A new era for airfreight was ushered in by the Flying Tiger Line on February 5, 1963, with a shipment of the first nuclear fuel ever consigned for transport by a commercial air cargo carrier. The shipment was 30,000 pounds of enriched uranium elements manufactured by General Electric’s Atomic Power Equipment in San Jose, Calif. It was first transported by a Flying Tiger Line Canadair CL-44 from San Francisco to New York and then Alitalia carried it on to Naples for use by the 150,000 kilowatt-electrical Garigliana Nuclear Power Station near Naples, Italy. Arrangements for the shipment were made by Air Land Consolidators after two years of research between the firm’s executive vice-president Jessie Carter and the Atomic Energy Commission. Nine more plane loads of nuclear fuel were scheduled to follow during February and March of that year, for a total of 300,000 pounds and a total value of approximately $14 million dollars.
This was the first overseas shipment of enriched uranium from the United States for a large power reactor and was being supplied in connection with the U.S./Euratom Joint Power Program. The fuel was purchased by Euratom under a long-term purchase contract with the U.S. Atomic Energy Commission.

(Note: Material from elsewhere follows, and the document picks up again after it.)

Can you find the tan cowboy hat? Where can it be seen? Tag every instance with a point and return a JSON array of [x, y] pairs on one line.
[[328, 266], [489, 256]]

When fully loaded, the nuclear plant contained more than 51 tons of slightly enriched uranium fuel. The fuel, in the form of uranium oxide pellets, was inserted in zircaloy tubes about one-half inch in diameter and nearly ten feet long. Each element contained 81 fuel rods—or tubes. Eventually it required 208 fuel elements, each weighing nearly 800 pounds, for the boiling water reactor to reach full power.
Prime contractor for the plant was International General Electric Operations, S. A., a subsidiary of General Electric Company. General Electric’s Atomic Power Equipment Department, San Jose, designed the boiling water reactor and other associated nuclear equipment.